Folgende Statistiken der deutsch-französischen Handelskammer zeigen, dass die Unternehmensnachfolge in Frankreich ein bedeutendes Thema ist, mit einer großen Anzahl von Unternehmen, die in den kommenden Jahren betroffen sein werden:

  • Jährlich sind in Frankreich etwa 60.000 Unternehmen von der Nachfolgeproblematik betroffen. Diese verteilen sich wie folgt:
    • 50.000 Unternehmen mit weniger als 10 Mitarbeitern
    • 50.000 Unternehmen mit 10 bis 50 Mitarbeitern
    • 50.000 Unternehmen mit über 50 Mitarbeitern
  • Ein Drittel der Firmeneigentümer in Frankreich ist über 50 Jahre alt.
  • In den nächsten 10 Jahren werden schätzungsweise 700.000 Unternehmen in Frankreich von der Nachfolgeproblematik betroffen sein.
  • Im Jahr 2023 gab es in Frankreich rund 51.000 Unternehmensweitergaben. Dies entspricht jedoch nur 27% der 185.000 Firmen, die zur Nachfolge angeboten wurden.
  • Im Gegensatz zu Deutschland, wo 54% der Unternehmen im Familienbesitz bleiben, werden in Frankreich 51% der Unternehmen an externe Investoren verkauft.

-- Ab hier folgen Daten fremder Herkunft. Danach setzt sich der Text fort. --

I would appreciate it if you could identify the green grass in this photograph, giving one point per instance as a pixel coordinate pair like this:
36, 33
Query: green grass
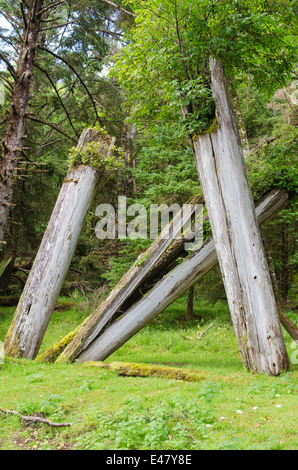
231, 409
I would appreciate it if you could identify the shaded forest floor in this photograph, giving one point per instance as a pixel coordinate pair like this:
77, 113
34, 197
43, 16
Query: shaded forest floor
229, 409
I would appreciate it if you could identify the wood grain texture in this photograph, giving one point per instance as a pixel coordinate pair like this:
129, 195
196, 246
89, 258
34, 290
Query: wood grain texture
169, 289
52, 261
237, 238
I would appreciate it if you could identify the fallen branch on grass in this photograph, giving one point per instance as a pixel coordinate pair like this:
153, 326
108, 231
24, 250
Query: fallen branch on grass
205, 331
37, 419
147, 370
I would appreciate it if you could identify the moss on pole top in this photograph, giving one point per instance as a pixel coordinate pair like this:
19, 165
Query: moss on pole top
97, 149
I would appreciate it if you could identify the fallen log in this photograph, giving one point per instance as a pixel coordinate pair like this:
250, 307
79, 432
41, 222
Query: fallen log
166, 291
151, 266
129, 369
36, 419
51, 264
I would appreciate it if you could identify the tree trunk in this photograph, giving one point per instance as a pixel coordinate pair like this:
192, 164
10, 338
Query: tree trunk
237, 238
13, 139
54, 255
149, 267
284, 277
166, 291
285, 321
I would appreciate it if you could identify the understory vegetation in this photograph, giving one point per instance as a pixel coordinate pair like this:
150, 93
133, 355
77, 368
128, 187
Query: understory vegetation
230, 408
128, 71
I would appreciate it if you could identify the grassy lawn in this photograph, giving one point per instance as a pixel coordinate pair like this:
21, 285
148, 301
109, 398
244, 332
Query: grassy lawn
230, 409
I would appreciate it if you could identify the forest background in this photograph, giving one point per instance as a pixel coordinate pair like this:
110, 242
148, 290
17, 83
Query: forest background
82, 77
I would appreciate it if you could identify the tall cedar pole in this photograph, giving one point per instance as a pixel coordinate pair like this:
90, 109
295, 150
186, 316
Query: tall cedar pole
221, 167
13, 139
165, 292
51, 264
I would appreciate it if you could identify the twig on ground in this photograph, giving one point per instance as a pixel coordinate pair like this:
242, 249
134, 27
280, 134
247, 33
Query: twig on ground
37, 419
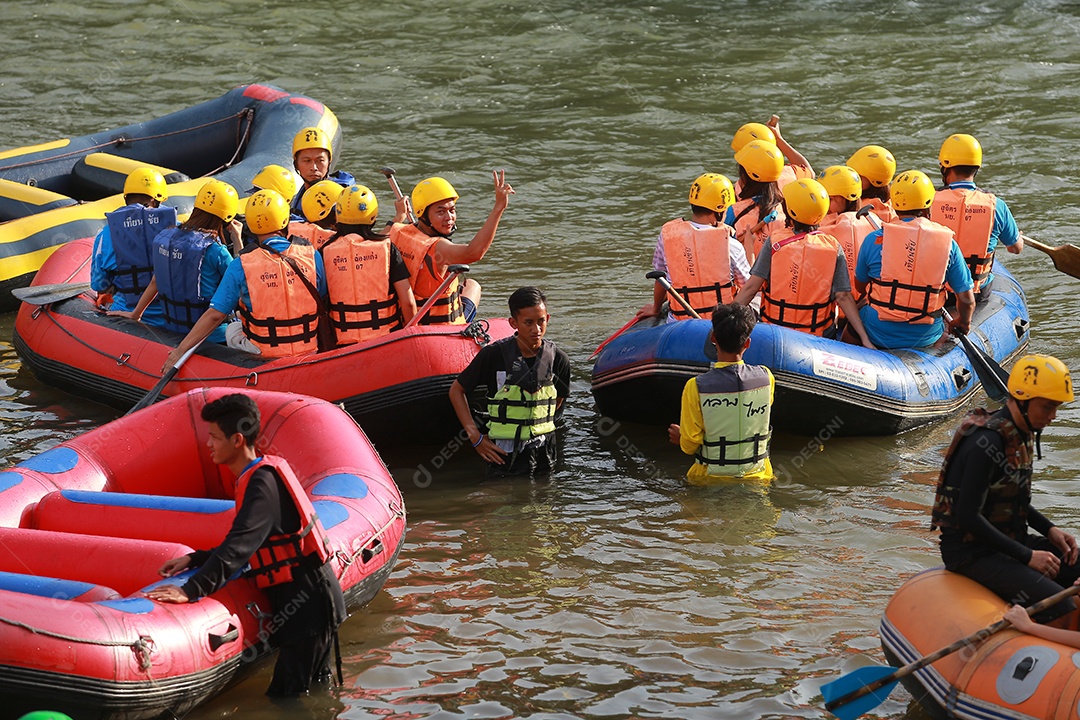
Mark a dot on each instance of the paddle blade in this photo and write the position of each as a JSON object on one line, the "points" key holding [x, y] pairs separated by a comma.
{"points": [[856, 680]]}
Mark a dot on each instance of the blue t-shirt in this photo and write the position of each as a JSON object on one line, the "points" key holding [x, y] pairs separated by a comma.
{"points": [[891, 334], [233, 286], [1004, 225]]}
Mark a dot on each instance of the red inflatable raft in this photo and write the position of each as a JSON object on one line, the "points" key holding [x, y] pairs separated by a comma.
{"points": [[85, 526], [395, 385]]}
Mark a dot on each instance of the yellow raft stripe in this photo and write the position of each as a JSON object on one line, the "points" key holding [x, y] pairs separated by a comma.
{"points": [[121, 165], [28, 194], [34, 148]]}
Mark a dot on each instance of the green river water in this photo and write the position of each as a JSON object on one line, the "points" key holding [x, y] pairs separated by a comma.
{"points": [[615, 589]]}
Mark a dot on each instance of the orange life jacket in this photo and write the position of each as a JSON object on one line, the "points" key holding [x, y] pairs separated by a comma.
{"points": [[279, 555], [799, 291], [850, 232], [283, 318], [914, 262], [311, 232], [881, 208], [746, 216], [969, 214], [417, 249], [362, 306], [699, 266]]}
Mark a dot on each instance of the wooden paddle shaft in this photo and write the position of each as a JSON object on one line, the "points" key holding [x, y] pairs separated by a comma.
{"points": [[959, 644]]}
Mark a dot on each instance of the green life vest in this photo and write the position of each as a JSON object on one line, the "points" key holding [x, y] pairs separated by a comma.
{"points": [[734, 408], [524, 406]]}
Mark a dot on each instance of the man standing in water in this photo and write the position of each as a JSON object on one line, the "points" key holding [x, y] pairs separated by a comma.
{"points": [[527, 380], [983, 506], [278, 533], [725, 418]]}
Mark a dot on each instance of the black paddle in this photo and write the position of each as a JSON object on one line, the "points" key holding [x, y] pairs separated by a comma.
{"points": [[861, 691], [662, 279], [42, 295], [151, 396]]}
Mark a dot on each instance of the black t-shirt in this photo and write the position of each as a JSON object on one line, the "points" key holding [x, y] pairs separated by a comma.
{"points": [[975, 465], [488, 369]]}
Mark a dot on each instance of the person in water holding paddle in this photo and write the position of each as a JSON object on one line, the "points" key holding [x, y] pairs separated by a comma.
{"points": [[983, 502], [121, 263], [527, 380], [429, 250], [725, 418], [905, 267], [701, 256], [979, 219], [278, 535]]}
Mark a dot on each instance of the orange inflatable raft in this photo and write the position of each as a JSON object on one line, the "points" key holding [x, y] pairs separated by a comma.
{"points": [[85, 526], [1008, 675], [395, 385]]}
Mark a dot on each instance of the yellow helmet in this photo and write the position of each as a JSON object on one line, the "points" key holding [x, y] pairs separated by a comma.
{"points": [[807, 201], [267, 213], [319, 200], [430, 191], [713, 191], [875, 163], [912, 190], [750, 132], [1040, 376], [356, 205], [960, 150], [218, 199], [312, 137], [763, 161], [842, 181], [146, 181], [278, 178]]}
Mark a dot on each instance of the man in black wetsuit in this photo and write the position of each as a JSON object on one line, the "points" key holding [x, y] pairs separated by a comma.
{"points": [[983, 506], [287, 564]]}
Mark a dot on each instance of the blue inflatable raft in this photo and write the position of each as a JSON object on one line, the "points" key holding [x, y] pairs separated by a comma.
{"points": [[638, 377]]}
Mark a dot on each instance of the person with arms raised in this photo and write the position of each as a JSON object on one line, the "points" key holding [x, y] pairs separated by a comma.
{"points": [[429, 250], [979, 219], [527, 380], [905, 267]]}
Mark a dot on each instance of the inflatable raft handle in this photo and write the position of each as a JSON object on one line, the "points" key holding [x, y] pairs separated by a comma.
{"points": [[852, 694]]}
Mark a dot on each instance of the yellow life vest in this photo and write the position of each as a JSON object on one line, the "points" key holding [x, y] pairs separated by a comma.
{"points": [[362, 306], [699, 266], [524, 406], [734, 409]]}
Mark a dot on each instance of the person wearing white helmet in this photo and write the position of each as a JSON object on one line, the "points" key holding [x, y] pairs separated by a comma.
{"points": [[983, 501], [980, 219], [120, 266]]}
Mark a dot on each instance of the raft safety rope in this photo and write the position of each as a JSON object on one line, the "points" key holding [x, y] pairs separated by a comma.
{"points": [[142, 648], [477, 330]]}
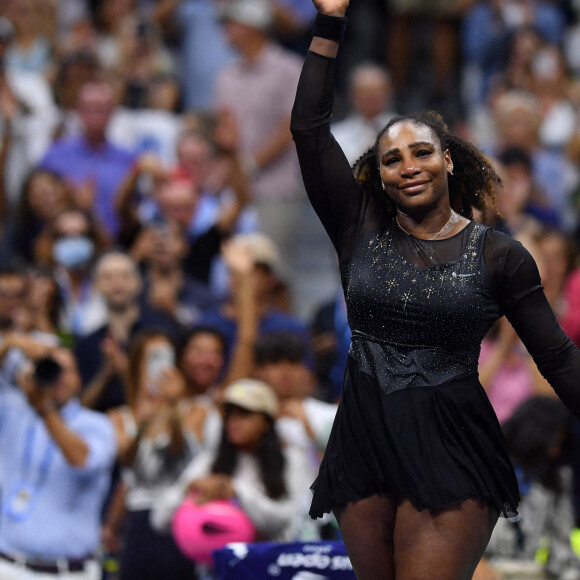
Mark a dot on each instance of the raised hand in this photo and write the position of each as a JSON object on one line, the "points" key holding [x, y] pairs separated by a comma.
{"points": [[331, 7]]}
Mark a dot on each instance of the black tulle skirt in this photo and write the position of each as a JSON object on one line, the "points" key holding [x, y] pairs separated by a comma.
{"points": [[436, 446]]}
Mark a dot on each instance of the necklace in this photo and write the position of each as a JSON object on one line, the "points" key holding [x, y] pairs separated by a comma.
{"points": [[453, 219]]}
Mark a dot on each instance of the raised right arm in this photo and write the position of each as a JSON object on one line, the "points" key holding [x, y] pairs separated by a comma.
{"points": [[333, 191]]}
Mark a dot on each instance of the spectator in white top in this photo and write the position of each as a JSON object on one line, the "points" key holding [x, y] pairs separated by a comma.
{"points": [[250, 465], [370, 95]]}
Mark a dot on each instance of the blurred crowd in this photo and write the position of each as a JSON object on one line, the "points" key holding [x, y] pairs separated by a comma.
{"points": [[171, 320]]}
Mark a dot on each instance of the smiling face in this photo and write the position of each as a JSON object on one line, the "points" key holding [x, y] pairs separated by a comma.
{"points": [[414, 168]]}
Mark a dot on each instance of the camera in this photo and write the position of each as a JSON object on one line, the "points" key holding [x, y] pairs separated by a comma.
{"points": [[46, 372]]}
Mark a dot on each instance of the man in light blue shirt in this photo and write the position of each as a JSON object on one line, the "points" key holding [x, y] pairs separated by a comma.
{"points": [[56, 459], [90, 162]]}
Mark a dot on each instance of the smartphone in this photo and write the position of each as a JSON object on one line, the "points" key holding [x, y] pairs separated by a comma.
{"points": [[160, 357]]}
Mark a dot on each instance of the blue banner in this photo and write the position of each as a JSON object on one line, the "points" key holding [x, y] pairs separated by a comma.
{"points": [[283, 561]]}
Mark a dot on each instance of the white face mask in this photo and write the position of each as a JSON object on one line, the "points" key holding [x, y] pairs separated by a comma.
{"points": [[73, 252]]}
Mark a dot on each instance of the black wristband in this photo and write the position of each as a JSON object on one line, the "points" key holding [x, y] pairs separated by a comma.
{"points": [[330, 27]]}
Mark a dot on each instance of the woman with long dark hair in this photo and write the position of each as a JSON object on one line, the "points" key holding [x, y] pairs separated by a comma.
{"points": [[250, 466], [416, 469]]}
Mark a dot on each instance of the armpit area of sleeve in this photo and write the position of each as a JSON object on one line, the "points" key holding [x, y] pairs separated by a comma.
{"points": [[512, 268]]}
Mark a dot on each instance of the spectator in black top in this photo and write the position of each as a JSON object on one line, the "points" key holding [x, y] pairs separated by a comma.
{"points": [[102, 355]]}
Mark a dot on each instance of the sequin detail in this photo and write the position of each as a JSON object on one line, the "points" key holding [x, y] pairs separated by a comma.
{"points": [[417, 327]]}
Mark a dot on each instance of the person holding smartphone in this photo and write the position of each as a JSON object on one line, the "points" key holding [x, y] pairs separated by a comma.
{"points": [[159, 431]]}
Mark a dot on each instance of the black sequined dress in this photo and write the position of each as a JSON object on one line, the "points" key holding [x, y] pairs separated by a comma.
{"points": [[413, 415]]}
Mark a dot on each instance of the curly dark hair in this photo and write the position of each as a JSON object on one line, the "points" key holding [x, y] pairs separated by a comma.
{"points": [[269, 455], [472, 183]]}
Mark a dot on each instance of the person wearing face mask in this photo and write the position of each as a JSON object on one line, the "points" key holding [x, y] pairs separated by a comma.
{"points": [[70, 244]]}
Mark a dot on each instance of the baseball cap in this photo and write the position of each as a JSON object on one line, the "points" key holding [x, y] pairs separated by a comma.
{"points": [[264, 251], [252, 395], [253, 13]]}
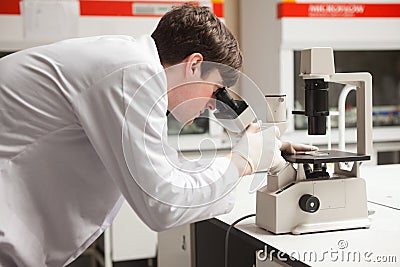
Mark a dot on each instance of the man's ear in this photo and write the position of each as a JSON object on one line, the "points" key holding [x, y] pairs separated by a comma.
{"points": [[193, 66]]}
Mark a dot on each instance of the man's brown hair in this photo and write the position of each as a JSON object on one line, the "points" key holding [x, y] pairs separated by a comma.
{"points": [[188, 29]]}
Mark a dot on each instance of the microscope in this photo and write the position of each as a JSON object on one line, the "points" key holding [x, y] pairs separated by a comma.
{"points": [[303, 197]]}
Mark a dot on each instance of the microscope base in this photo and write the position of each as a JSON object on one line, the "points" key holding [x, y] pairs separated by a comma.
{"points": [[334, 204]]}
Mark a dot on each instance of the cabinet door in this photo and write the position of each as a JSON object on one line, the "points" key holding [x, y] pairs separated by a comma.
{"points": [[176, 247], [131, 239]]}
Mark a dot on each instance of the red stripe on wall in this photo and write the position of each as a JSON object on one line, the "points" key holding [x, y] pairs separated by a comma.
{"points": [[9, 7], [218, 9], [106, 8], [357, 10]]}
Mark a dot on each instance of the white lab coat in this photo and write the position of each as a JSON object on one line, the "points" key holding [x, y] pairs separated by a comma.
{"points": [[82, 121]]}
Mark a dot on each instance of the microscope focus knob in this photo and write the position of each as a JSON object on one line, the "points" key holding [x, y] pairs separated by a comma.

In Deutschland weist das Institut für Mittelstandsforschung folgende Zahlen aus:

  • Für den Zeitraum 2022 bis 2026 wird erwartet, dass bei etwa 190.000 Unternehmen eine Nachfolge ansteht. Das entspricht durchschnittlich 38.000 Übergaben pro Jahr.
  • Nach Branchen verteilen sich die Nachfolgen wie folgt:
    • Fast 50% im Bereich der unternehmensbezogenen Dienstleistungen
    • Etwa 25% im produzierenden Gewerbe
    • Der Rest verteilt sich auf andere Sektoren, wobei personenbezogene Dienstleistungen unterrepräsentiert sind
  • Eine Studie der KfW prognostiziert, dass bis 2025 sogar 842.000 Inhaber mittelständischer Unternehmen ihre Tätigkeit aufgeben werden. Davon planen 61% eine Übergabe, während 300.000 mit einer Schließung rechnen.
  • Laut einer Umfrage des ifo Instituts und der Stiftung Familienunternehmen steht bei 43% der Familienunternehmen in den nächsten drei Jahren eine Unternehmens- oder Anteilsübertragung an. Bei größeren Unternehmen mit mehr als 250 Mitarbeitern sind es sogar 50%.
  • Die Nachfolgesituation wird durch verschiedene Faktoren erschwert:
    • 42% der befragten Unternehmen haben noch keinen Nachfolger aus der Familie
    • Nur 34% der Familienunternehmen schaffen eine familieninterne Nachfolge
    • Der demografische Wandel und das abnehmende Interesse am Unternehmertum in der jüngeren Generation verschärfen die Situation

Diese Zahlen verdeutlichen die große Herausforderung der Unternehmensnachfolge in Deutschland in den kommenden Jahren.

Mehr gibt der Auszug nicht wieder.